Ho riattaccato e mi è salito il nervoso. Ho pensato che forse dovremmo provarlo questo metodo di misurazione delle scorregge al radon del pianeta. Mettiamolo alla prova, il metodo del professor Giuliani. Magari funziona davvero. Ma non mettiamoci in testa che annusare il culo del pianeta per sapere se starnutirà sia la soluzione. L’allarme continuo. No. La soluzione è che terremoti di questa entità dovrebbero rappresentare un’emergenza pari a quella di un grosso temporale. In Giappone è così da un po’. Facciamoci almeno dire che marca di cemento usano per fare i palazzi.

Vorrei che questo post fosse anche un saluto a Mario, Lisa e a tutti coloro che come e più di loro si trovano a vivere questo momento di grande difficoltà.
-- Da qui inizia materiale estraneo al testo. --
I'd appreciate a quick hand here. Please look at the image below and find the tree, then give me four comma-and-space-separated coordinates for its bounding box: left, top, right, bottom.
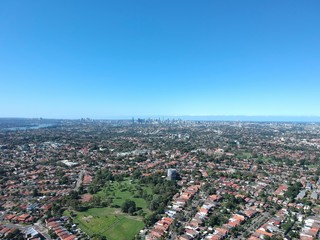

A loro dedico questo pensiero che ho trovato stamane gironzolando per la rete.
“Gli Emiliani-Romagnoli sono così. Devono fare una macchina? Loro ti fanno una Ferrari,una Maserati e una Lamborghini. Devono fare una moto? Loro costruiscono una Ducati. Devono fare un formaggio? Loro si inventano il Parmigiano Reggiano. Devono fare due spaghetti? Loro mettono in piedi la Barilla. Devono farti un caffè? Loro ti fanno la Saeco. Devono trovare qualcuno che scriva canzonette? Loro ti fanno nascere gente come Dalla, Morandi, Vasco, Ligabue, Zucchero e la Pausini. Devono farti una siringa? Loro ti tirano su un'azienda biomedicale. Devono fare quattro piastrelle? Loro se ne escono con delle maioliche. Sono come i giapponesi, non si fermano, non si stancano, e se devono fare una cosa, a loro piace farla bene e bella, e utile per tutti... Ci saranno pietre da raccogliere dopo un terremoto? Loro alla fine faranno cattedrali”.